Same thing goes for Hearthstone: they nerf some cards, and that deck build collapses while other ones turn dominant. You really can’t control the meta-game of any competitive environment just by weaknening cards because the relative strength of slightly weaker cards turns them into a dominant threat without the counters they once had. Just play upper level Hearthstone and see if you don’t encounter a billion Warlocks playing the exact same Zoolock deck over, and over, and over again. It turns into a game of efficiency where, really, the strategy just turns to playing whatever is in your hand. It turned this way due to nerfing Priest control decks and Hunter Mid-range, and now no one can control the ZOO. And it takes them months to fix this!
Nerfs look good in theory, but often fail in practice due to a lack of focus on the real problem. Buffs, on the other hand, seem rarely tried in most balancing games, and that’s strange to me. Why not escalate the power of every strategy to make the dominant optimal plays a little less frightening? Isn’t this the suggestion you see in most forums around the Internet? That line of thought probably arise from personal devotion to whatever got nerfed in the first place.
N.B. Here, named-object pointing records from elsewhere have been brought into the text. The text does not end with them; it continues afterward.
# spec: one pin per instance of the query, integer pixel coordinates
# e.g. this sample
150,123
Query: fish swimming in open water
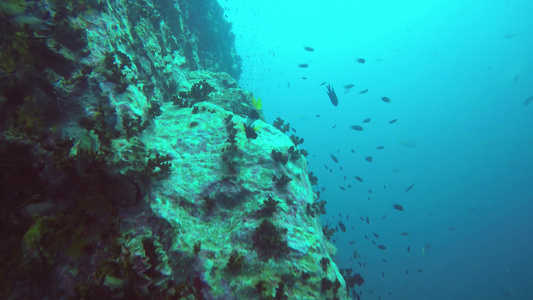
397,206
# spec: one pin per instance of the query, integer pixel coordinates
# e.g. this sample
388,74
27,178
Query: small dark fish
397,206
528,100
341,226
332,96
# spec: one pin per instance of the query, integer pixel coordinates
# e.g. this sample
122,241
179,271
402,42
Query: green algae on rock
113,191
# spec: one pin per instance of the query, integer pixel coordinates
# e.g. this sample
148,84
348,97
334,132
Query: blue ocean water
458,75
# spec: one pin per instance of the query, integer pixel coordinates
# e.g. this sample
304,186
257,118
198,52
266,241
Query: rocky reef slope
130,168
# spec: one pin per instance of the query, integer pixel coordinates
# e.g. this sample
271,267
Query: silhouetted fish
397,206
332,96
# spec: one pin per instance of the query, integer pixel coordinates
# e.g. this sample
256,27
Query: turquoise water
458,76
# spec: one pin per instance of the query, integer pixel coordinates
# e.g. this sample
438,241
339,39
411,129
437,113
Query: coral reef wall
132,166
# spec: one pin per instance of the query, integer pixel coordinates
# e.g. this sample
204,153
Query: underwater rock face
126,164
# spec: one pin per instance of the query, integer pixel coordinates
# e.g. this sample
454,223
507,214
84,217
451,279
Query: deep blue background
457,75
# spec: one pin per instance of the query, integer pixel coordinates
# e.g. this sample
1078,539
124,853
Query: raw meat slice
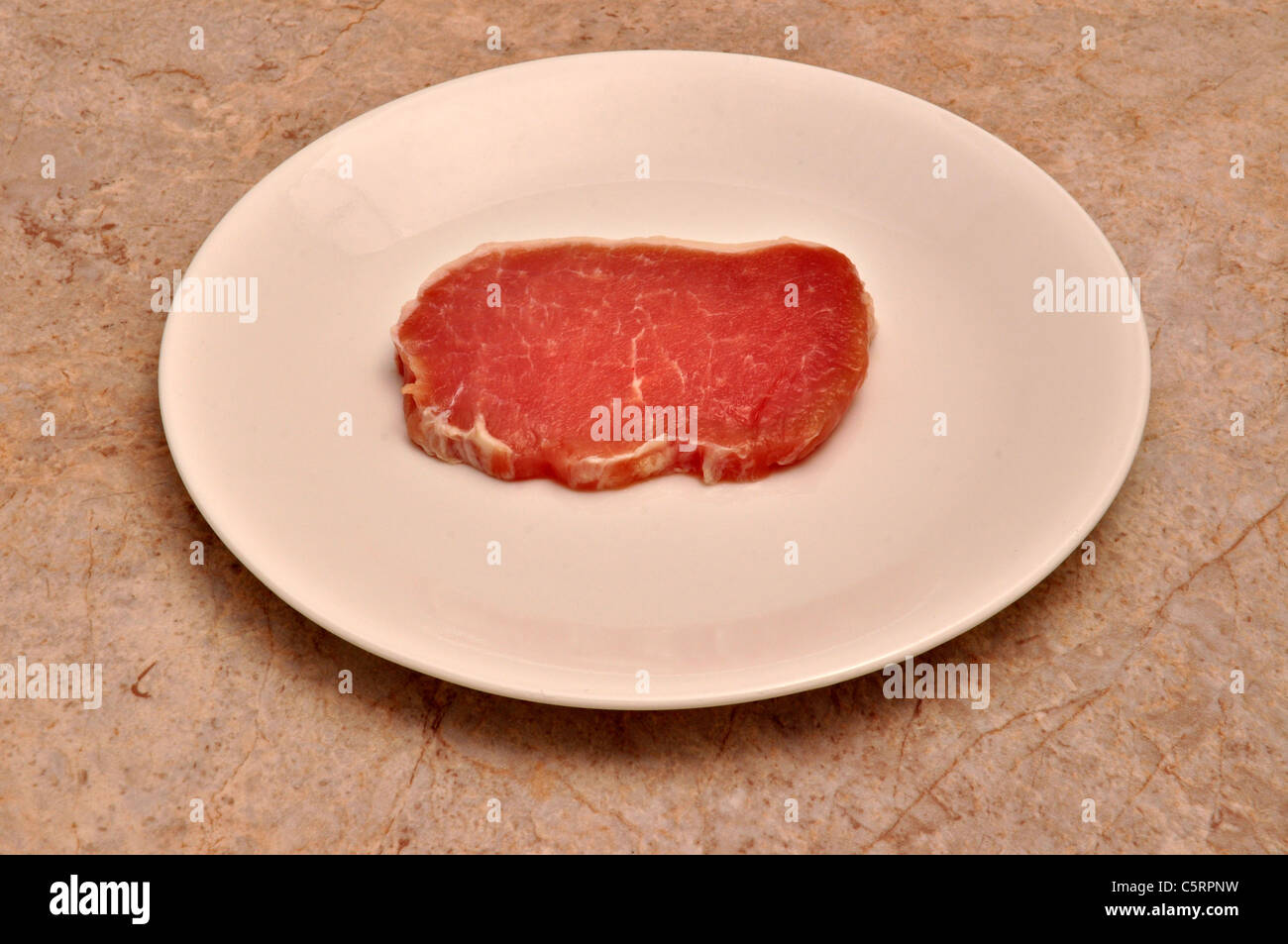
599,364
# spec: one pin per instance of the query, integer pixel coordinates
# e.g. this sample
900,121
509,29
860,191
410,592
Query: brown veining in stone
1109,682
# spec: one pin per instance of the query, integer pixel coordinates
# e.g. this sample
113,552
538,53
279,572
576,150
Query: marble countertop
1111,682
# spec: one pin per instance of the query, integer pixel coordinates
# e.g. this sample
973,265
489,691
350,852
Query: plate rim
747,693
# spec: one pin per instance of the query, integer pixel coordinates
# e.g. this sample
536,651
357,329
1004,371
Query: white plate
906,539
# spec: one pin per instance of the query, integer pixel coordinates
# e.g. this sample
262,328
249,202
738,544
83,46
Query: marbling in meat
599,364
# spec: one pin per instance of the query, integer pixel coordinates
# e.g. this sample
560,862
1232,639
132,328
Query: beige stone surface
1109,682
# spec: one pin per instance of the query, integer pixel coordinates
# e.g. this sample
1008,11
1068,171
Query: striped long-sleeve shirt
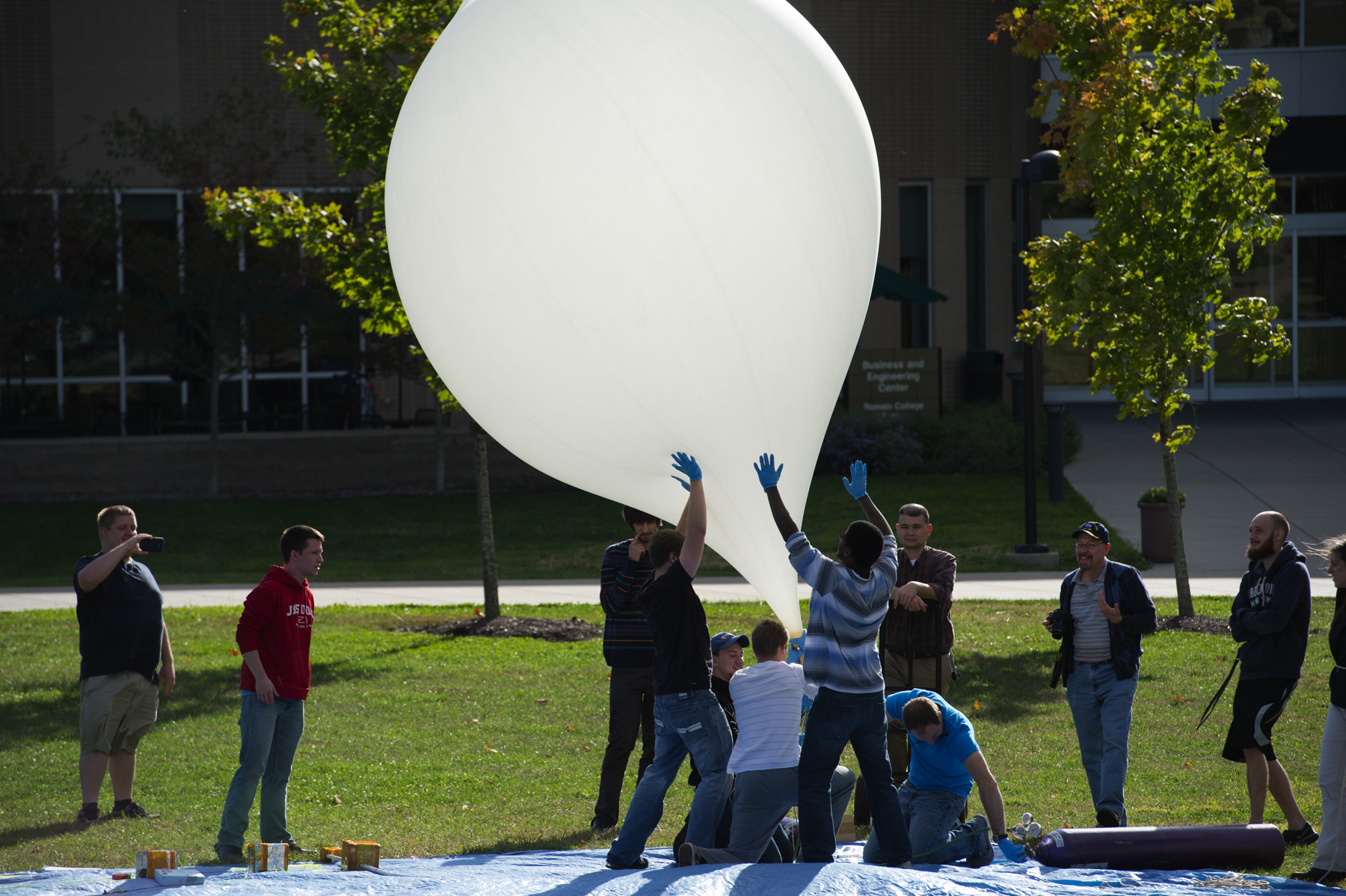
844,614
626,634
766,697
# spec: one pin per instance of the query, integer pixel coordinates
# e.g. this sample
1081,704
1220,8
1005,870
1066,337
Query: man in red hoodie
274,635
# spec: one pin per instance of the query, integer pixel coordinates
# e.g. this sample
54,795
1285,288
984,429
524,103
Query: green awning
890,284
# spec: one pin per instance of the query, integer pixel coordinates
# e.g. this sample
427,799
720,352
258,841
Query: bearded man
1270,619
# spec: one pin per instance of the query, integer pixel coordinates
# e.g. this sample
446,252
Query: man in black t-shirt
688,717
123,639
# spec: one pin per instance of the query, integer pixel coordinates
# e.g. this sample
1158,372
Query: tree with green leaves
1181,200
356,84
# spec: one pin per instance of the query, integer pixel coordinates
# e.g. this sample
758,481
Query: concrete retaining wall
322,463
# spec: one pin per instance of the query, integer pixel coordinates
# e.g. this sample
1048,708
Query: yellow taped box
262,857
153,860
360,852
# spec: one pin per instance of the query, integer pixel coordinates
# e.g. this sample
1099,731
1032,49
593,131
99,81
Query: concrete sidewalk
1247,458
1027,586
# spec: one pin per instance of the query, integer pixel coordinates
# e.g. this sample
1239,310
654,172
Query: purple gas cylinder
1164,848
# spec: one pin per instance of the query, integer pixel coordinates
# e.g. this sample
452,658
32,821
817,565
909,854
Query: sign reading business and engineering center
894,381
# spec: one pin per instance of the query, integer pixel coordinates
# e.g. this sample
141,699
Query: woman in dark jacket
1330,865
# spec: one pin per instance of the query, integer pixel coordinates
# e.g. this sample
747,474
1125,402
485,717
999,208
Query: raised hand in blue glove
767,473
856,483
686,464
1012,850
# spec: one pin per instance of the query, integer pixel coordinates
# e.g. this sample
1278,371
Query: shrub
1159,495
881,441
971,439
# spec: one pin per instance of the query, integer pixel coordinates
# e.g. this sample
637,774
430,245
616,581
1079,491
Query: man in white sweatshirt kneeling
767,702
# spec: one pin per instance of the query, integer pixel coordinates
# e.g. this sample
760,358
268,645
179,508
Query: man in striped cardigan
630,653
841,655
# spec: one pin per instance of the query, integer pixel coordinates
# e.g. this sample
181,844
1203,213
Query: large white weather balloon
626,227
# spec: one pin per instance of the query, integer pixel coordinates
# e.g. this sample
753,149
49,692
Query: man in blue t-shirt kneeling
945,761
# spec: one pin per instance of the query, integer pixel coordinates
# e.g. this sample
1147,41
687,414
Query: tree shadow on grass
198,692
1007,688
16,835
575,840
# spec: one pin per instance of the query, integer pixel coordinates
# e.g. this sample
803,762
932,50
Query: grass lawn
439,746
538,536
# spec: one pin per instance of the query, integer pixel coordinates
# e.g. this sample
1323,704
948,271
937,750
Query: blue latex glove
686,464
1012,850
767,473
856,483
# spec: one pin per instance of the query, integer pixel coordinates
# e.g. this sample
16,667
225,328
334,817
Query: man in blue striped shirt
848,603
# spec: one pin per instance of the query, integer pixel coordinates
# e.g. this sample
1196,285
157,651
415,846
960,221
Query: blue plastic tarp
583,872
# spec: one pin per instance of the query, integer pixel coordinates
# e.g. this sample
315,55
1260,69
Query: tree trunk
1166,431
491,584
213,490
439,449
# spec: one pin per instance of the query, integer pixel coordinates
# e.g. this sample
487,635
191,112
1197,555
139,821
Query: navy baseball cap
725,638
1093,530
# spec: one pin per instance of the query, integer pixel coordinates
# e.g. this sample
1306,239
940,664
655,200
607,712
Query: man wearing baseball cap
1104,611
726,660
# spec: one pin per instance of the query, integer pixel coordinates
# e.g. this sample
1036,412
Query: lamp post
1043,166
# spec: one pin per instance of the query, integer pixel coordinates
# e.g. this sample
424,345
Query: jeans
1101,707
839,717
937,838
1332,781
689,722
630,702
269,739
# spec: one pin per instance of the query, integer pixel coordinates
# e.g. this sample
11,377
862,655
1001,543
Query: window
1325,23
1319,194
975,225
1263,23
915,260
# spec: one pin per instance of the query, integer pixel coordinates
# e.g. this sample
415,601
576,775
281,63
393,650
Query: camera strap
1220,693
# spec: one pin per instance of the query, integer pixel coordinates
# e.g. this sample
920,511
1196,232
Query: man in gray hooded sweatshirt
1270,618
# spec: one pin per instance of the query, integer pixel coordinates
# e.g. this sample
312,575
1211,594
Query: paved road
1247,458
1030,586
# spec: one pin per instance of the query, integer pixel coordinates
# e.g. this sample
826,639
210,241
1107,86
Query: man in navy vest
1104,611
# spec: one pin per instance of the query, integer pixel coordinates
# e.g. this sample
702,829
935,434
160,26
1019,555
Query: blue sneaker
982,850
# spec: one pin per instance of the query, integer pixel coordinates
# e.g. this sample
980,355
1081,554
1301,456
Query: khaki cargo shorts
116,711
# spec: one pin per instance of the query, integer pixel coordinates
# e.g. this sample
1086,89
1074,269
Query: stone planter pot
1157,536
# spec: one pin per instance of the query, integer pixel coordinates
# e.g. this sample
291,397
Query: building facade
100,214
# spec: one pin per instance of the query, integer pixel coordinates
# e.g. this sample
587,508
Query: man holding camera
629,651
1104,611
123,639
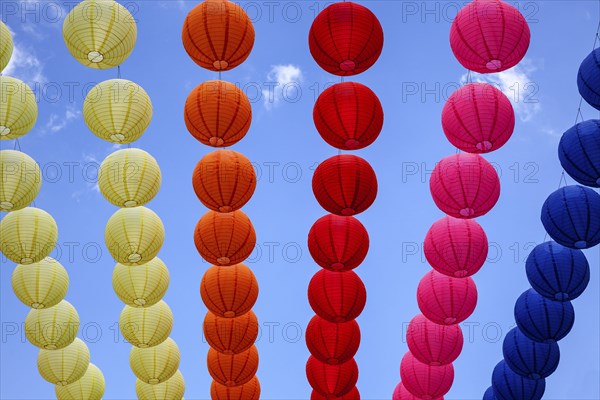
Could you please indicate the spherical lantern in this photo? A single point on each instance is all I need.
(40, 285)
(346, 39)
(338, 243)
(232, 369)
(456, 247)
(89, 387)
(489, 36)
(129, 178)
(345, 185)
(156, 364)
(557, 272)
(52, 328)
(18, 108)
(541, 319)
(146, 327)
(478, 118)
(579, 152)
(218, 35)
(465, 185)
(65, 366)
(348, 116)
(229, 292)
(433, 344)
(528, 358)
(21, 179)
(337, 296)
(331, 380)
(141, 285)
(224, 180)
(134, 236)
(424, 381)
(508, 385)
(332, 343)
(571, 216)
(171, 389)
(231, 335)
(225, 238)
(118, 111)
(445, 300)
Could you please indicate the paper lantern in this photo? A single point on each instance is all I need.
(229, 292)
(21, 179)
(28, 235)
(345, 185)
(117, 110)
(465, 185)
(231, 335)
(478, 118)
(89, 387)
(346, 39)
(218, 113)
(338, 243)
(43, 284)
(141, 285)
(65, 366)
(134, 236)
(571, 216)
(556, 272)
(489, 36)
(100, 34)
(218, 35)
(456, 247)
(579, 152)
(445, 300)
(232, 369)
(52, 328)
(154, 365)
(225, 238)
(348, 116)
(18, 108)
(129, 178)
(224, 180)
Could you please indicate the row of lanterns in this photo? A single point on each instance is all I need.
(345, 39)
(487, 36)
(29, 236)
(218, 35)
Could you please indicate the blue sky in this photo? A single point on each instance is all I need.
(413, 77)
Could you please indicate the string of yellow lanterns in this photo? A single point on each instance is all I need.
(29, 235)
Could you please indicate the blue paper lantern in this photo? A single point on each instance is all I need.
(579, 152)
(509, 385)
(557, 272)
(571, 216)
(541, 319)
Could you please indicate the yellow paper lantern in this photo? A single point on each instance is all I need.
(18, 108)
(117, 110)
(89, 387)
(156, 364)
(100, 34)
(171, 389)
(134, 236)
(146, 327)
(65, 366)
(28, 235)
(40, 285)
(142, 285)
(129, 178)
(52, 328)
(21, 180)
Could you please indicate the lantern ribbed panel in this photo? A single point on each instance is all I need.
(100, 33)
(21, 179)
(117, 110)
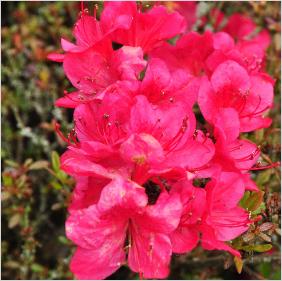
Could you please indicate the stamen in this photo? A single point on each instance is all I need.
(250, 156)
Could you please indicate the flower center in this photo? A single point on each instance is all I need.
(153, 191)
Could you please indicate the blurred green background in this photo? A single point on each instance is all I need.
(35, 192)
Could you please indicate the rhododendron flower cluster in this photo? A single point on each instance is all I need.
(137, 150)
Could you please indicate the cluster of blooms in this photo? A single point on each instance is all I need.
(137, 152)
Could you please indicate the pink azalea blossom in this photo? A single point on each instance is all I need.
(230, 86)
(122, 217)
(213, 212)
(139, 142)
(147, 30)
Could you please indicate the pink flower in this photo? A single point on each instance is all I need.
(213, 212)
(163, 85)
(136, 140)
(249, 54)
(230, 86)
(147, 30)
(123, 216)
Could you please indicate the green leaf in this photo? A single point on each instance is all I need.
(11, 163)
(252, 201)
(37, 267)
(38, 165)
(257, 248)
(14, 220)
(7, 180)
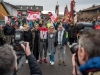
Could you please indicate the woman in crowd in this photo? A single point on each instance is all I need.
(28, 37)
(36, 41)
(71, 33)
(51, 43)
Why not just make my character more powerful while keeping the more powerful characters the same?
Honestly, I move into conjecture here, but I theorize it’s because they don’t want to make anything too powerful actively for fear of breaking the game. If it arises naturally as players document all the variations and optimal efficiencies they can muster, that’s part of the experience. However, for a developer to take too much of an active part in determing what’s powerful might just spoil it for everyone. I can only think of one instance where this happened off the top of my head: Yun and Yang in Street Fighter IV: Arcade Edition. Yoshinori Ono literally declared that he would create a top tier that everyone would want to beat, just like the old days! True to his word, they dominated the early stages of the game to the point where most players didn’t see a need to pick anyone else. You can imagine the whining and the boredom that arose!
People complained, and the nerfs came, and the vortex began to dominate. So, while vortex play obviously wasn’t intended, at least it was far more interesting than watching two guys playing Yang, Yun, or some combination thereof over and over again. In a cast of fourty or so characters, that’s probably a good thing.
You’ll notice that my examples come primarily from asymmetric games, and mostly they’re more prone to these issues than most. A nerf or a buff in an FPS merely means decreasing the power of whatever weapon across the board for everyone. That move instantly negates the problem in most cases, and fact that every player holds the same tools means that it can never truly unbalance the game. Asymmetric games, on the other hand, could cause a massive rift that might make the game completely horrible to play at upper levels. That’s what makes them so precarious to balance. I’m hard pressed to say any developer mastered how to nerf or buff at the right time, if it is possible at all!